However, challenges such as poor MSC survival in the harsh disc environment and unclear mechanisms of action persist [170]. Strategies like hypoxic preconditioning, biomaterial scaffolds, and MSC-derived exosomes are under investigation to enhance therapeutic efficacy [155].

While MSC therapy is advancing, interest has grown in notochordal cell-based therapies, inspired by the observation that NCs persist into adulthood in certain animal species resistant to disc degeneration [171,172]. Therapeutic strategies involving NCs include: 1. Direct transplantation of NCs or NC-rich tissue; 2. Use of NC-conditioned media or secretome, which enhances ECM production, inhibits inflammation, and supports NP cell proliferation; 3. Differentiation of pluripotent stem cells into NC-like cells, although standardization of phenotypic markers and confirmation of regenerative function remain areas for future study [172]. Evidence suggests that NCs promote ECM synthesis, prevent NP cell apoptosis, secrete anti-inflammatory and pro-regenerative factors such as TGF-β, TIMP-1, and GAG-rich ECM proteins, and act as chemoattractants, promoting the migration and differentiation of endogenous MSCs toward a regenerative NP phenotype [171]. Thus, NC-based therapy holds promise as a disease-modifying approach, potentially complementing or enhancing MSC-based strategies.

6.4. Growth Differentiation Factors

Growth factor (GF) therapy involves the injection of bioactive peptides into the IVD to stimulate ECM production, reduce catabolic activity, and suppress inflammation.
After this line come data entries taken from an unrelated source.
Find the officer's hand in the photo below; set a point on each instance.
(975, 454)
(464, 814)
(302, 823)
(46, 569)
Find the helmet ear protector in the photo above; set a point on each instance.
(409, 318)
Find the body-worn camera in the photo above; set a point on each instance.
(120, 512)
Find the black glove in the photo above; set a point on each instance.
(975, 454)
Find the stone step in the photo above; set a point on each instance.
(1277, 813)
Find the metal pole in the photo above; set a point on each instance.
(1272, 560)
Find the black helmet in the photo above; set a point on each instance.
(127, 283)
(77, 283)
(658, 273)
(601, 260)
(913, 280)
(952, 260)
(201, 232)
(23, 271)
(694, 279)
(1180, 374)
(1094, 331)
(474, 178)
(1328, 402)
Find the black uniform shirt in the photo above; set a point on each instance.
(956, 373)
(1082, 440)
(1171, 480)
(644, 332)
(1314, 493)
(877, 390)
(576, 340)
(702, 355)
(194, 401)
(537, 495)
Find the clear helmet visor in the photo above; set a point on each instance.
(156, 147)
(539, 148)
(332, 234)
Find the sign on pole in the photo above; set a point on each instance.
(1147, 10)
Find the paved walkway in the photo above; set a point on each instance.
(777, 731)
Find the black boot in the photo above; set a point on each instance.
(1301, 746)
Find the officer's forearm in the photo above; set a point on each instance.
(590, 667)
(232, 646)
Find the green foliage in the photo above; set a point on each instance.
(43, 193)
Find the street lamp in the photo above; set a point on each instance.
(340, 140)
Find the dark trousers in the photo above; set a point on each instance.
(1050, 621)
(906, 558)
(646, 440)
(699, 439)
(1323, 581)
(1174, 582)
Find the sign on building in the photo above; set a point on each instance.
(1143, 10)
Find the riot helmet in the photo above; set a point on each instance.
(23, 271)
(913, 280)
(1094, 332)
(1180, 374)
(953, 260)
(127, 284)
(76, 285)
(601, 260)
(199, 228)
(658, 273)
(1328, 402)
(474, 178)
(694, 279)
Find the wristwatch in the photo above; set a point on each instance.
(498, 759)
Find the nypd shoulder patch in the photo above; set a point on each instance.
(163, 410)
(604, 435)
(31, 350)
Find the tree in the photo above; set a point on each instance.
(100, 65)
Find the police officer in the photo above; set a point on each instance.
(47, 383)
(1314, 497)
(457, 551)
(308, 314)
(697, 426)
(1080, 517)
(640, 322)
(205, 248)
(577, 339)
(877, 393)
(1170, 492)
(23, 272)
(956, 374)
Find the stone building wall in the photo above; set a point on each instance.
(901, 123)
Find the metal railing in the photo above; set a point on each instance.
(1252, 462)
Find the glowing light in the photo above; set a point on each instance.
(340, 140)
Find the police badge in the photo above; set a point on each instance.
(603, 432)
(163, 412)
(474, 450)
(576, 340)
GFs bind to cell surface receptors and activate signaling cascades that regulate protein synthesis, differentiation, apoptosis, and cell proliferation [173].

Among the most studied GFs in disc regeneration are growth differentiation factors (GDFs), especially GDF5 and GDF6, members of the TGF-β superfamily. In ovine and rabbit models, these factors have promoted anabolic ECM gene expression and inhibited inflammatory mediators such as IL-1β and TNF-α [174,175,176]. In particular, GDF6 induces robust NP-like differentiation of mesenchymal stem cells without triggering hypertrophy [160,177]. It also functions as a chemoattractant to chondrocytes and NP cells, and modulator of local inflammation [178,179].

In vivo studies have shown that GDF5 and GDF6 can enhance disc hydration, matrix integrity, and reduce pain-associated markers in animal models [174,175,176,180]. However, the short biological half-life of GFs, ranging from hours to days, poses a challenge for sustained therapeutic effects in chronic degeneration [181,182]. To overcome this, controlled-release delivery systems (e.g., microspheres, nanoparticles, viral vectors) have been developed to prolong bioactivity [183].

Other growth factors like TGF-β, BMPs (bone morphogenetic proteins), PDGF (platelet-derived growth factor), and EGF (epidermal growth factor) also exhibit anti-inflammatory and anti-catabolic properties by downregulating cytokines (IL-1, IL-6, TNF-α), MMPs, nitric oxide, and PGE2 [181,182]. A mice study revealed that TGF-β may also regulate NGF expression, linking it to pain modulation in IVDD [184]. Additionally, platelet-rich plasma (PRP) serves as a rich source of endogenous GFs, with PDGF shown to reduce apoptosis in AF cells under stress conditions [145,185].

6.5. Senolytics

Senolytics are a class of therapeutic agents designed to selectively eliminate senescent cells [186]. Senolytics like quercetin, curcumin, and o-vanillin have demonstrated efficacy in vitro and in vivo by reducing senescent NP cell burden, suppressing SASP expression, and alleviating ECM degradation [187,188,189,190]. Mice studies point that some senolytics, including dasatinib and fisetin, function via inhibition of the PI3K/Akt/mTOR pathway, while others such as ABT-263 (navitoclax) target BCL-2 family proteins to induce apoptosis selectively in senescent cells without affecting healthy ones [191,192,193].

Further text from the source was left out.